Ungesättigter Markt
28. Juni 2003In kühlen Hallen schichten Arbeiter mit weißen Kitteln, Mundschutz und einer Plastikhaube an langen Tischen Fleischstücke auf große Spieße. "Ein guter Döner hat maximal 20 Prozent Fett", erklärt Enfil Tütücünbasi, Verkaufsmanager der Firma Karmez. Täglich werden 20 Tonnen Drehspieße mit Döner-Fleisch produziert und zu Großhändlern oder Imbissen im In- und Ausland transportiert.

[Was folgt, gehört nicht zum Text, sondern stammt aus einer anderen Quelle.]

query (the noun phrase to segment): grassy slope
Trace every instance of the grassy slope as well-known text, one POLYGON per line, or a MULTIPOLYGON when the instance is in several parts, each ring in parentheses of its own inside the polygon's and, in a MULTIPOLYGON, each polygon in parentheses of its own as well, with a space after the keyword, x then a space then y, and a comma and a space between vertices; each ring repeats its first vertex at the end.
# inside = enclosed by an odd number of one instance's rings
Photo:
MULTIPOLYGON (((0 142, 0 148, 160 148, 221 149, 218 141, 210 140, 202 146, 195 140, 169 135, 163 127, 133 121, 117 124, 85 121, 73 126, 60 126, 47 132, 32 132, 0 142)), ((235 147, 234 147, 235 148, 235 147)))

1983 fing alles an: Nachdem die in den 1970er Jahren aus der Türkei eingewanderte Familie Tütüncübasi ihr eigenes Lebensmittelgeschäft wegen zu geringer Nachfrage aufgeben musste, belieferte sie kleine Läden, Supermärkte und Restaurants mit Fleisch. Ein Imbiss-Betreiber in Frankfurt am Main brachte die Brüder dann auf die richtige Idee: Statt sich nur das Fleisch für den Döner anliefern zu lassen und sie selbst zusammenzustecken, orderte er den Drehspieß gleich fix und fertig. Damit war der Anfang für die Massenproduktion gemacht.
Die Döner-Fabrik
"Was seit den 1970er Jahren von Berlin aus die Republik eroberte, gleicht einem kleinen türkischen Wirtschaftswunder", stellt das Essener Zentrum für Türkei-Studien in einer Studie fest. Die Döner-Produktion sei nur in Deutschland zu einer Industrie geworden: Bundesweit gibt es etwa 400 Hersteller und etwa 12.000 Imbissläden, 42.000 Menschen haben dort einen Arbeitsplatz. Inzwischen hat sich der Döner zum Fastfood-Produkt Nummer eins entwickelt: mit einem Gesamtumsatz von fast zwei Milliarden Euro jährlich. Und der Appetit wächst von Jahr zu Jahr. Auch die Firma Karmez setzt auf Wachstum.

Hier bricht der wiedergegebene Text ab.